[UnSolved] Possible BUG : Wireguard routing weirdly
TLDR: A clean reinstall after a factory reset solved the issue.
And the bug is back !
I have the following setup :
Intel(R) Core(TM) i5-5250U 4 CPUs: 1 package(s) x 2 core(s) x 2 hardware threads
Local pfsense : 10.100.100.1/32 and 192.168.1.0/24
Remote PI : 10.100.100.50/32 and 192.168.29.0/24
I am trying to get some device in my local LAN to route via the remote PIs internet. Here's what works
- The tunnel is up, peer is connected
- firewall rules for the interface are set to any any allow
- Outbound NAT is set
- The remote PI is set to forward traffic and NAT rules are in place in Remote PI
With this I am able to
- Reach the Remote PI LAN from my pfSense LAN and vice versa.
- Reach 188.8.131.52 from my pfSense LAN by using the internet at Remote PI (see logs)
I cannot seem to reach 184.108.40.206 and some other IP's (LinkedIn etc) through this. I checked - double checked everything and couldn't find any issue. Attached logs will show you that the packet destined for 220.127.116.11 leaves the tunnel but never arrives at the PI (whereas a packet for 18.104.22.168 does reach). I can reach those IP's from remote PI so does not look like the remote ISP is blocking anything.
I have tried to
- Disable hardware checksum offload (is ticked)
- Different MTU values from 1380 to 1420
*set keep-alive timer of 20 sec
- Double checked there's no rule blocking 22.214.171.124 either locally or on the remote PI
Weird things I noticed
- The WG interface shows 25Gbase ACC??
I hope someone can help! Please click the image to see a high resolution version
Not that it's relevant here but the first thing you should do is fix your outbound NAT rule. Never use a source of "Any" on those. Use a specific source, such as your LAN subnet. If you use "Any" then the interface can NAT traffic from itself, which can be problematic.
Also, I see you don't have the endpoint defined on the peer. For that to pass traffic the PI end must first send traffic to the pfSense end. If it doesn't, it has no way to initiate since it doesn't know where the PI end is. That will result in the exact behavior you see. You can check this by looking at the output of
wgat a command prompt. When the firewall knows where the remote side is, it will print the endpoint in that output even when it isn't in the configuration file.
If you made a change on the pfSense end between those tests, that could explain the difference in behavior.
You could setup something on the Pi which periodically sends a ping back to the pfSense end to keep the tunnel alive. I don't know if the internal keep alive in WireGuard is enough for that.
Also, I see you don't have the endpoint defined on the peer. For that to pass traffic the PI end must first send traffic to the pfSense end. If it doesn't, it has no way to initiate since it doesn't know where the PI end is. That will result in the exact behavior you see.
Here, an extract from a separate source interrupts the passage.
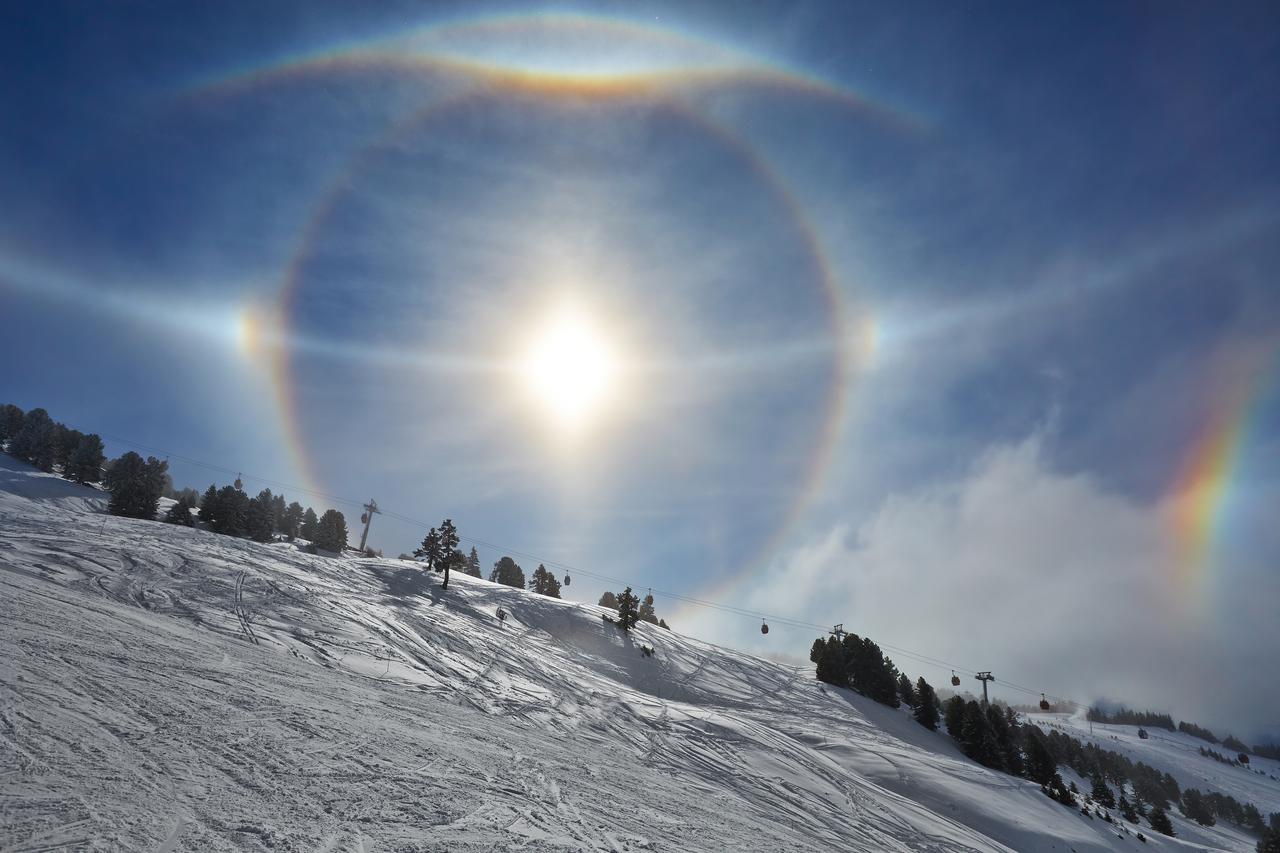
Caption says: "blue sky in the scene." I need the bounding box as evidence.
[0,3,1280,731]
You can check this by looking at the output of wg at a command prompt. When the firewall knows where the remote side is, it will print the endpoint in that output even when it isn't in the configuration file.
Thank you for replying. I have fixed the NAT rule. The REMOTE PI is behind a CGNAT (kind of like a dynamic IP) and hence I am unable to define the peer IP. To initiate the tunnel I login to the remote PI (team viewer) and ping the tunnel IP on pfsense (10.100.100.1) which brings up the tunnel. After that the PI continuously pings the pfSense LAN to keep the tunnel up.
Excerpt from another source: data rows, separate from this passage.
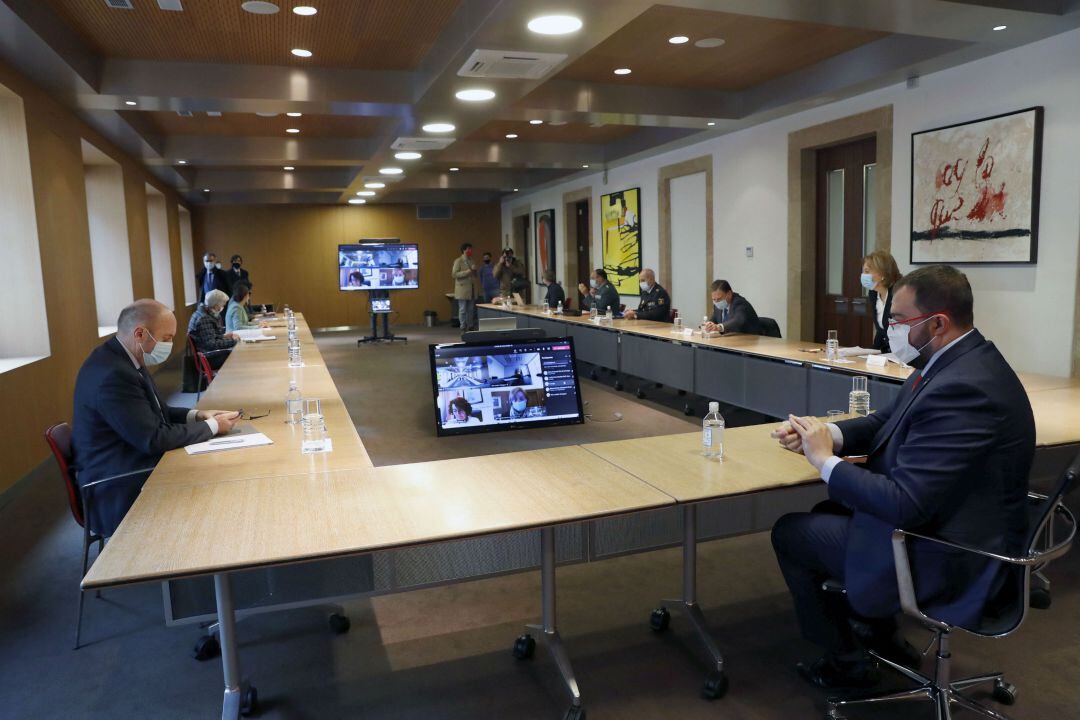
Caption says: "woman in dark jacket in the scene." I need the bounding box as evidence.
[860,250,901,353]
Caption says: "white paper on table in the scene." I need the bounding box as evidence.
[184,433,273,456]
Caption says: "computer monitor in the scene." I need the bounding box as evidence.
[429,338,584,436]
[338,241,420,290]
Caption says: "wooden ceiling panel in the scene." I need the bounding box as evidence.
[129,110,387,137]
[557,5,888,91]
[468,120,637,144]
[41,0,460,70]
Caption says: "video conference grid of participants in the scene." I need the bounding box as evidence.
[434,340,580,431]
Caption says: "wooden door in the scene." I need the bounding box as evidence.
[813,137,877,348]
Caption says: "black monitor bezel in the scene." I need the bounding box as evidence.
[338,240,420,293]
[428,337,585,437]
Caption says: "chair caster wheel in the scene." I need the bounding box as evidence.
[511,633,537,660]
[649,606,672,633]
[701,670,728,699]
[240,685,259,718]
[563,705,585,720]
[994,678,1017,705]
[327,613,352,635]
[191,635,221,663]
[1027,587,1050,610]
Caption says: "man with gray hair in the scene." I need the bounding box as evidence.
[71,300,238,536]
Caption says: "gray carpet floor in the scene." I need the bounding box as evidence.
[0,328,1080,720]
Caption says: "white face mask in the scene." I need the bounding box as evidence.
[887,315,934,364]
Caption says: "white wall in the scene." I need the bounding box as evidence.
[502,30,1080,375]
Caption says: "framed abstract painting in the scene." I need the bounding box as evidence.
[912,107,1042,263]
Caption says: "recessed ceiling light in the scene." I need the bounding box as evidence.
[423,122,457,133]
[240,0,279,15]
[528,15,581,35]
[454,87,495,103]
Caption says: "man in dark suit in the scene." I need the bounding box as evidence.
[705,280,761,335]
[71,300,237,535]
[195,253,229,303]
[772,266,1035,689]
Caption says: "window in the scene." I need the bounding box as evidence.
[82,140,135,337]
[0,85,50,372]
[180,207,199,305]
[146,184,176,310]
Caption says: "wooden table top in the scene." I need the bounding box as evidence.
[83,447,674,588]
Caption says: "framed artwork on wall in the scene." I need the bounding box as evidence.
[910,107,1042,264]
[532,208,555,285]
[600,188,642,295]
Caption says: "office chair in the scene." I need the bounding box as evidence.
[45,422,153,650]
[757,317,781,338]
[825,453,1080,720]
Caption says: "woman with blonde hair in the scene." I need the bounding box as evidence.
[859,250,901,353]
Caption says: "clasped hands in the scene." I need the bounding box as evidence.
[770,415,836,470]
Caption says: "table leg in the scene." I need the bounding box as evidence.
[514,527,584,720]
[651,503,728,699]
[214,572,258,720]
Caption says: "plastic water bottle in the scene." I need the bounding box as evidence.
[285,381,303,425]
[701,403,724,460]
[848,375,870,418]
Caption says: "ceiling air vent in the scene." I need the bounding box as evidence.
[416,205,454,220]
[458,50,566,80]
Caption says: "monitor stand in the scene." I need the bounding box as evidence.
[356,290,408,348]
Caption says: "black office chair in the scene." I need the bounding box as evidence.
[825,453,1080,720]
[757,317,781,338]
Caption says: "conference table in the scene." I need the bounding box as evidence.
[82,315,1080,720]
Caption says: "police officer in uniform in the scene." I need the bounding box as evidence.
[623,268,672,323]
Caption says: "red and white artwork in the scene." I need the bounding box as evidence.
[912,108,1042,263]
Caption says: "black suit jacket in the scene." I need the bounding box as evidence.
[828,330,1035,626]
[195,268,232,304]
[71,337,212,535]
[866,287,892,353]
[713,293,761,335]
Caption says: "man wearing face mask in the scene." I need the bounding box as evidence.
[623,268,672,323]
[71,300,238,536]
[195,253,229,302]
[704,280,761,335]
[188,290,240,370]
[772,264,1035,689]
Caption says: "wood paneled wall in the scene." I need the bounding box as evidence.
[0,56,190,492]
[188,204,500,327]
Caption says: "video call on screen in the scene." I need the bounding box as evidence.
[432,338,581,434]
[338,243,420,290]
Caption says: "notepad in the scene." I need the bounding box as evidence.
[184,433,273,456]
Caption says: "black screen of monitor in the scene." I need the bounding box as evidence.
[430,338,584,435]
[338,242,420,290]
Between the tests, I have validated that the tunnel is UP. Even as I am typing this, my pings to 126.96.36.199 go through and 188.8.131.52 do not (and some other IP's too). In the screenshot (earlier post), you can see the pins are correctly natted to the 10.100.100.1 (WG interface IP) and are sent to 10.100.100.50 (Remote PI tunnel interface) but never received there.
I'm using a test PC 192.168.1.31 to route traffic to the WG interface
If you see it exit one side but not enter the other, the next thing to check is the outer tunnel traffic.
Capture on the external interfaces (e.g. WAN) and see if the packets show up there as you ping, and if they make it from one side to the other. If the outer packets leave pfSense and arrive on the Pi, the problem is likely on the Pi side.
Also I can't find the link at the moment but there was recently an issue with WireGuard and certain keys that could cause traffic to be dropped. May not hurt to make a fresh set of public/private keys on both sides to see if the behavior changes.
I am unsure if I can capture the ping on the WAN because the ping would be encapsulated inside the Wireguard tunnel. I do see lots of traffic going back and forth between the RemotePI and pfsense if I listen on WAN.
I'll regenerate the keys tomorrow and see if that helps. Thank you for that suggestion.
Meanwhile if anyone else has any other suggestions, please do let me know.
P.S - I upgraded to the latest build and same behaviour.
If you can stop all traffic that would be crossing WireGuard so that only your test pings would show, that would help narrow down what you see on WAN. Otherwise it would be impossible to know for sure if there is a lot of traffic.
So I tried pinging with a 1000 byte packet and for destinations that I can ping I see a 1072 byte packet on the WAN capture. For destinations that I cannot Ping these packets are missing in the WAN capture. As a conclusion I think, the packets are disappearing inside pfsense. BTW did you see the interface speed of WG0 in my screenshot ? It’s defaulting to a very odd looking one - perhaps that may be the cause ?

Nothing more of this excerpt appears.